Sempre no início do ano renovamos votos e olhamos para a frente com objetivos claros de mudança. Mas o que você realmente vai fazer em prol do outro em 2020? Como sua empresa pode ser mais resiliente e humana? Estamos entrando na era do “Human Centric”.

Passamos por uma década inteira digitalizando as relações e os negócios. Saltamos de 100 milhões de usuários do Facebook em 2008 para 2,26 bilhões em 2016. Diariamente, 1,62 bilhão de pessoas logam nessa que é a maior rede social do planeta. Em 2016, mais de 3,4 bilhões de pessoas tinham acesso à internet. E o que todo esse crescimento fez com as relações?

Por um lado, pudemos nos beneficiar das facilidades geradas pela conexão sem fronteiras, pela velocidade da propagação de dados, por uma conexão mais próxima com pessoas cada vez mais distantes geograficamente. Mas, a mesma tecnologia que uniu está também nos distanciando e nos deprimindo. Entre 1980 a 2014 houve um crescimento de 27,2% do número de suicídios entre os jovens. Um dado alarmante que pode ser explicado, de certa forma.

É comum ver famílias inteiras sentadas à mesa de restaurantes – cada qual com seu aparelho móvel em um universo paralelo. Finda-se nesse momento a troca de olhares, as lições de vida e o aprendizado pela fala. Os pais dissolvem seu papel de educar e ancoram uma certa “paz” nos dispositivos ligados à internet. Afinal, aplicativos como Tiktok e YouTube podem encurtar o tempo de uma viagem de carro ou dar sossego para um almoço menos conturbado.

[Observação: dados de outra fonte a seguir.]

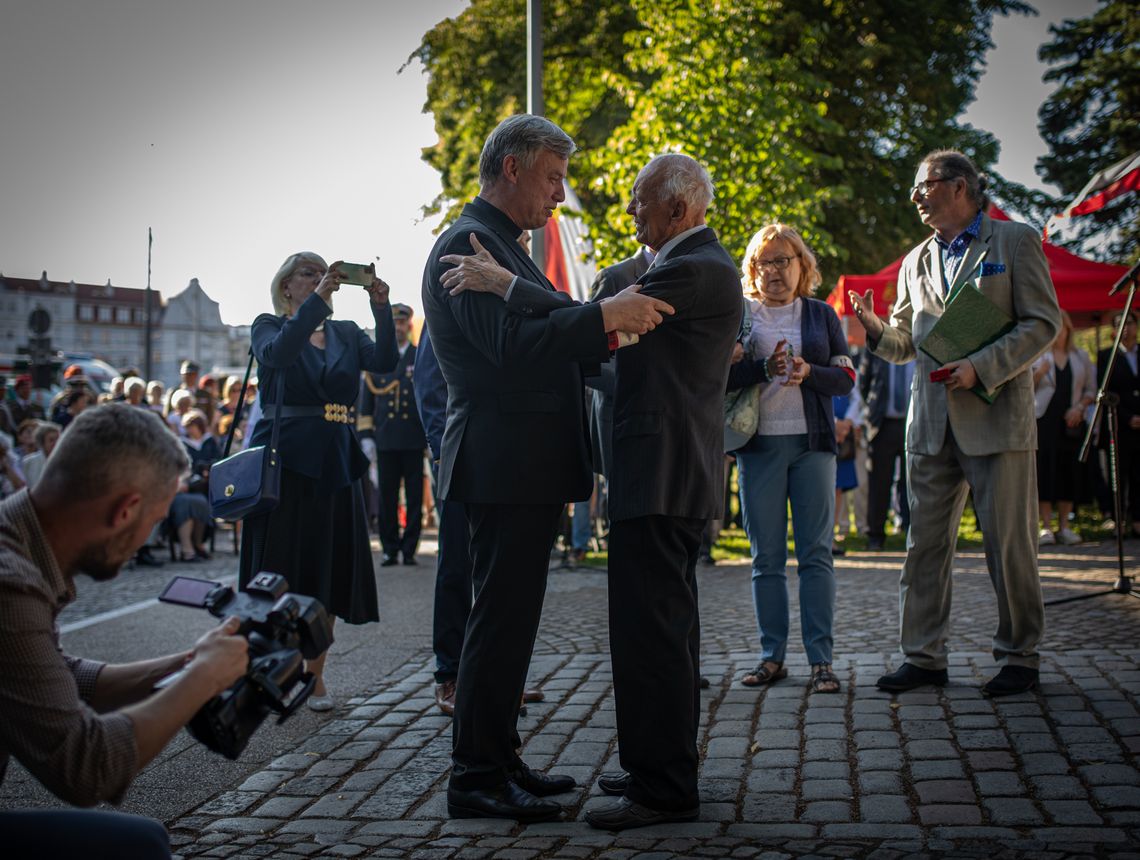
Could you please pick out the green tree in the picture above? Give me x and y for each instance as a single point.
(811, 113)
(1090, 120)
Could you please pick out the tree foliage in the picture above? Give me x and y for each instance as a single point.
(813, 113)
(1090, 121)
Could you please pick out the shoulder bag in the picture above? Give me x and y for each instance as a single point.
(742, 406)
(249, 483)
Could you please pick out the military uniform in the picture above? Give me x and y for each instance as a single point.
(388, 415)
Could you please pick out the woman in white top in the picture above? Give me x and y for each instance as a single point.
(1065, 384)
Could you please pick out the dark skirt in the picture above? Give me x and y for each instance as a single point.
(318, 541)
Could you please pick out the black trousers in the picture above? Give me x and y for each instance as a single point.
(393, 467)
(510, 557)
(654, 646)
(87, 834)
(885, 449)
(453, 589)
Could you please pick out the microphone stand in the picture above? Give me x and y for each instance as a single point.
(1109, 402)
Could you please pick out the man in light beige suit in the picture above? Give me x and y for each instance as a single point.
(957, 441)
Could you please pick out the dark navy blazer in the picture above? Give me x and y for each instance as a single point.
(327, 451)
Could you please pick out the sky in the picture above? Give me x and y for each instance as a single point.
(241, 131)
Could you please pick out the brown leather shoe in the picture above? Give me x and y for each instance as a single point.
(445, 697)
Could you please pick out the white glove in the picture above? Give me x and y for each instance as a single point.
(369, 449)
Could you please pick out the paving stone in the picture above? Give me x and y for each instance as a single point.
(881, 809)
(879, 760)
(945, 790)
(1071, 812)
(921, 749)
(943, 769)
(1011, 811)
(825, 789)
(958, 813)
(827, 811)
(880, 783)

A nova década das empresas

Criar leads, ganhar clientes e faturar muito. Esse mantra é o que fez sobreviver qualquer empresa no século passado. Porém, cada vez mais, o consumidor contemporâneo fará aquisições mais conscientes e novos processos de compra e venda passam a entrar em circulação. Empréstimos e compartilhamento passam a deixar de lado um consumo exagerado. O prosumer (consumidor e produtor) começa a participar do cotidiano das marcas, sugerindo versões, modelos, tipos e sabores.

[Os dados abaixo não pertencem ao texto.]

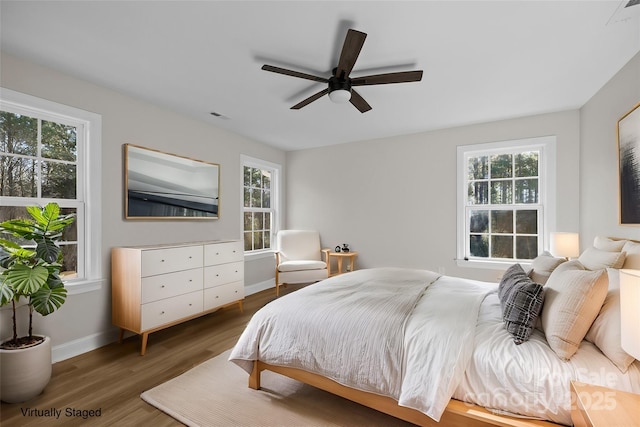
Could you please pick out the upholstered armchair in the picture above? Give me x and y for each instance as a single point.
(299, 258)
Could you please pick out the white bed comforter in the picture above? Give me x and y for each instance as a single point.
(334, 329)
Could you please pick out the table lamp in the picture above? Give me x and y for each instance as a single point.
(630, 311)
(565, 245)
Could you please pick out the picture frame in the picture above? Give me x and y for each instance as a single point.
(162, 185)
(628, 132)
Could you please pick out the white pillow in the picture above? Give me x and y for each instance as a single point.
(632, 260)
(542, 267)
(597, 259)
(607, 244)
(605, 330)
(572, 299)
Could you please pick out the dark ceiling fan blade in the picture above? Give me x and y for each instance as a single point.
(359, 102)
(380, 79)
(309, 100)
(350, 50)
(294, 73)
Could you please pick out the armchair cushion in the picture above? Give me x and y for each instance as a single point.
(299, 245)
(301, 265)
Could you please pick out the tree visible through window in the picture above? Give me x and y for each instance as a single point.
(503, 200)
(38, 163)
(258, 213)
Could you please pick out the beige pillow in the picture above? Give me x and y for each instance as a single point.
(632, 259)
(607, 244)
(605, 330)
(542, 267)
(597, 259)
(573, 298)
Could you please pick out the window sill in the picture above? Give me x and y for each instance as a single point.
(76, 287)
(490, 265)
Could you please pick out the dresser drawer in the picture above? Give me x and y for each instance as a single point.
(169, 310)
(221, 253)
(166, 260)
(171, 284)
(217, 275)
(221, 295)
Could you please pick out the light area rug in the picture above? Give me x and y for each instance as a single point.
(216, 393)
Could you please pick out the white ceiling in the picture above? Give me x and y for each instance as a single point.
(482, 60)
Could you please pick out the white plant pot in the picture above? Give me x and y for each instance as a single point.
(24, 373)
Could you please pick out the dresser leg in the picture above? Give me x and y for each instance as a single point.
(145, 336)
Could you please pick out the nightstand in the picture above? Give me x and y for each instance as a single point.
(341, 255)
(594, 406)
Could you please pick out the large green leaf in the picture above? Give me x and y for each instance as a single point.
(26, 280)
(6, 291)
(48, 250)
(47, 300)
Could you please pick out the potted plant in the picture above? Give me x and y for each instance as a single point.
(32, 273)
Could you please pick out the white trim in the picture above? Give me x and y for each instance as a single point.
(82, 345)
(547, 176)
(254, 288)
(90, 228)
(276, 199)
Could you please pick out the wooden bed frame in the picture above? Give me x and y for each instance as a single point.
(457, 413)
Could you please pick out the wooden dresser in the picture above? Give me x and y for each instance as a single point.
(154, 287)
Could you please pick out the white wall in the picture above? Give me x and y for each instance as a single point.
(85, 319)
(394, 200)
(599, 155)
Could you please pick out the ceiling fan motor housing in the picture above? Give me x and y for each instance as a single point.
(336, 83)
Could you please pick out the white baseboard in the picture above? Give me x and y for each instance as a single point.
(82, 345)
(260, 286)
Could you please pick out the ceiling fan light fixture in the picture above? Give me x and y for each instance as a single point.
(340, 96)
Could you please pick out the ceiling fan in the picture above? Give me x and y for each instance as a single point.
(340, 85)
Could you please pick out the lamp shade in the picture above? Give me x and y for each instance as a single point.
(630, 311)
(565, 244)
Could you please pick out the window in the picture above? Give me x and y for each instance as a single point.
(505, 199)
(46, 153)
(260, 204)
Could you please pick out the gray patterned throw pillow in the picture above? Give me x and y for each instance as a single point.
(521, 301)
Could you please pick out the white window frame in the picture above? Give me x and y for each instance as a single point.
(276, 174)
(546, 145)
(89, 174)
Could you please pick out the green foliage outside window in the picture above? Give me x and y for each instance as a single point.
(38, 160)
(503, 199)
(257, 209)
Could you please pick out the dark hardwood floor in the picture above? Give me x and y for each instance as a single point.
(111, 378)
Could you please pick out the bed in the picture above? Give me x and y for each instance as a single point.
(434, 349)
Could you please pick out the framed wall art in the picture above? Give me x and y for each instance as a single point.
(629, 166)
(167, 186)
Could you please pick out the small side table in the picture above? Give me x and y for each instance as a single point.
(594, 406)
(340, 256)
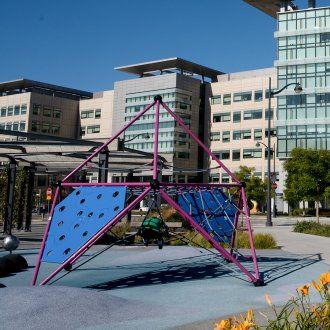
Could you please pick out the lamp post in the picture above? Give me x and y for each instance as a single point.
(297, 89)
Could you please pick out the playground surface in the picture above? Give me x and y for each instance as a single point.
(146, 288)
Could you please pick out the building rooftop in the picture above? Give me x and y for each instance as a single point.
(21, 85)
(270, 7)
(148, 68)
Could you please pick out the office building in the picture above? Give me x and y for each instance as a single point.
(239, 118)
(32, 106)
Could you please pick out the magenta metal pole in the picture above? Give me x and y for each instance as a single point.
(109, 141)
(187, 130)
(155, 164)
(200, 185)
(248, 225)
(44, 239)
(93, 239)
(111, 184)
(215, 244)
(232, 241)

O consumidor digital está fixando seu olhar e seus interesses em empresas que constroem algo mais sólido e envolvente com sua audiência. Uma troca mútua na qual o que está em jogo não é apenas a aquisição de bens, mas também a construção de valores. São novos olhares para o mundo, mais consciente, menos digital e mais empático.

As empresas digitais estão perdendo terreno porque os processos são cada vez mais frios e distantes. Veja a repercussão do vídeo do Banco Itaú (abaixo) qual um robô narra momentos genuinamente humanos. O futuro será realmente feito por máquinas? Estamos nos emocionando com coisas simples, rotineiras. Veja as imagens postadas nas redes sociais agora nas férias. A quantidade de pessoas que contemplam o verde, o mar, o sossego, o canto dos pássaros e o barulho de água. Nessa nova década que se inicia voltaremos a dar valor ao que é simples. Passamos a apreciar ainda mais os cafés artesanais, as embalagens rústicas, aquele queijo da roça e um bom Prato Feito. Passamos a valorizar as pessoas que são mais comunicativas, que contam histórias. Viveremos uma década de resgates. Mas nas empresas, o que pode ser feito?

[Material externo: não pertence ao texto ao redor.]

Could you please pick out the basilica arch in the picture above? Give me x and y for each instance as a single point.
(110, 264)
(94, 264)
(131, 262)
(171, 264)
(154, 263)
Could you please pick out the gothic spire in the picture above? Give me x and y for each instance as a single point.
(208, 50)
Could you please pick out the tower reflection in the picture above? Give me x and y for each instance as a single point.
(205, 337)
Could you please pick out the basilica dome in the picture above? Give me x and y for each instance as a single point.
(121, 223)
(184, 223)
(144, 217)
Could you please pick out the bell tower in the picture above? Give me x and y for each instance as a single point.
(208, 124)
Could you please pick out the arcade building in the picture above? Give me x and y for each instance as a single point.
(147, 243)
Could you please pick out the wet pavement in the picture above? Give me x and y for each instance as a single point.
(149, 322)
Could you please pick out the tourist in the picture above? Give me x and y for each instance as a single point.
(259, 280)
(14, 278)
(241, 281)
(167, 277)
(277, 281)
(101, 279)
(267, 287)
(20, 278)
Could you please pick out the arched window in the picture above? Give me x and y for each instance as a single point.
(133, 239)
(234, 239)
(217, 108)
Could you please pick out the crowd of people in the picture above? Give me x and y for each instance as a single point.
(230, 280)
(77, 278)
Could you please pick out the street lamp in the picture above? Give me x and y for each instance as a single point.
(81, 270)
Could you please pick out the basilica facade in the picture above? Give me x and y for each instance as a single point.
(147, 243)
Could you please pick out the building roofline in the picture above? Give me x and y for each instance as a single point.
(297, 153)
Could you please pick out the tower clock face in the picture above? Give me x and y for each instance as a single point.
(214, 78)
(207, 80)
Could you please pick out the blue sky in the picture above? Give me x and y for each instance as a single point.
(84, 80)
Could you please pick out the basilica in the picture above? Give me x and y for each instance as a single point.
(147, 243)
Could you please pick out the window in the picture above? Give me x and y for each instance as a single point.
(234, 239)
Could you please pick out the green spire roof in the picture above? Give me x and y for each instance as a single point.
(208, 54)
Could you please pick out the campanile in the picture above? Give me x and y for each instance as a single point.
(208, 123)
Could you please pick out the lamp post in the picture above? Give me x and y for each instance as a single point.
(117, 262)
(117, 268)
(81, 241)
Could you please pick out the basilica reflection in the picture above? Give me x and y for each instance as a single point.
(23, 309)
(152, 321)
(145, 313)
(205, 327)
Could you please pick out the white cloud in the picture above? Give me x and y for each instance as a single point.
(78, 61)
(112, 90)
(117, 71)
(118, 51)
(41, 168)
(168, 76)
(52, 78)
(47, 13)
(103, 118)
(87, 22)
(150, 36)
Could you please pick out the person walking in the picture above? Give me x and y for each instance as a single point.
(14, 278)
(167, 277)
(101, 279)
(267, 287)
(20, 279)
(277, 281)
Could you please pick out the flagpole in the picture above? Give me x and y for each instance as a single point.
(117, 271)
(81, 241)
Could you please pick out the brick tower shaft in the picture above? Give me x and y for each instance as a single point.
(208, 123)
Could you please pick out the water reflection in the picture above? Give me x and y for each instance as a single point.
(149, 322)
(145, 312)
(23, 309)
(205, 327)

Coisas para você pensar sobre a nova gestão das empresas

1- Será que é realmente importante os colaboradores trabalharem em regime de 40 horas semanais e presenciais? A Microsoft do Japão informou que o faturamento por funcionário aumentou 40% em comparação com o mesmo mês do ano passado depois que a empresa instituiu o trabalho durante quatro dias por semana.

Não foi fornecido texto alternativo para esta imagem

2 – Você permite que seus funcionários envolvam mais os familiares no trabalho? É preciso entender que o trabalho não pode ser distante da vida em família. Já pensou em convidar os filhos dos funcionários uma vez por mês para um almoço coletivo? Garanto que o rendimento seria muito superior. Na Monetizze você pode levar seus filhos em período de férias escolares. Tem um espaço preparado para eles.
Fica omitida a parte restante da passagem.